FOTO: Limbah Medis Kala Pandemi
Theacehpost.com | BANDA ACEH – Salah satu persoalan di tengah pandemi Covid-19 adalah limbah infeksius; yaitu jenis limbah yang terkontaminasi organisme pathogen dalam jumlah dan virulensi yang cukup untuk menularkan penyakit pada manusia rentan.
Dirjen Pengelolaan Sampah, Limbah dan B3 (PSLB3) Kementerian Lingkungan Hidup dan Kehutanan (KLHK), Rosa Vivien Ratnawati mengatakan pandemi Covid-19 telah menyebabkan kenaikan volume limbah medis sekitar 30-50 persen dan total limbah infeksius corona sampai 15 Oktober 2020 mencapai 1.662,75 ton.
KLHK telah mengeluarkan Surat Edaran Menteri LHK tentang Pengelolaan Limbah Infeksius dan Sampah Rumah Tangga dari Penanganan Covid-19 sejak awal kasus ditemukan di Indonesia pada Maret 2020.
Direktur Penilaian Kinerja Pengelolaan Limbah B3 KLHK, Sinta Saptarina mengatakan ada beberapa masalah dalam pengelolaan limbah medis dampak Covid-19, di antaranya, masih banyak rumag sakit (RS) yang memiliki insinerator namun tidak memiliki izin.
Lalu, banyak pula RS yang izin insineratornya (alat pembakar sampah) masih berproses, namun tidak sedikit RS yang memang tidak memiliki fasilitas tersebut.

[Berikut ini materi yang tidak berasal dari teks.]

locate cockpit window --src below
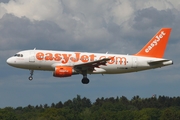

Dampak limbah infeksius bisa lebih berbahaya di Indonesia karena tak banyak sistem pengolahan limbah medis yang baik dan berizin.
Jika pun ada, pengolahan dengan insinerator bisa menghasilkan polutan berbahaya. Dalam skala nasional, jumlah rumah sakit dengan insinerator berizin di Indonesia hanya 113 izin.
Dengan adanya peningkatan hingga 30% limbah B3 medis di masa pandemi, pemerintah merencanakan menambah fasilitas pengelolaan limbah medis yang sejauh ini masih berpusat di Pulau Jawa.
Namun terlepas dari berbagai persoalan di atas, menjaga lingkungan tetap bersih merupakan tugas kita bersama. Pandemi masih jauh dari selesai.
Selain memantau pelaksanaan peraturan pemerintah, masyarakat harus menjamin untuk menjaga limbah infeksiusnya masing-masing serta menjangkau para kolega untuk mendorong kepatuhan pada protokol kesehatan dan melindungi lingkungan.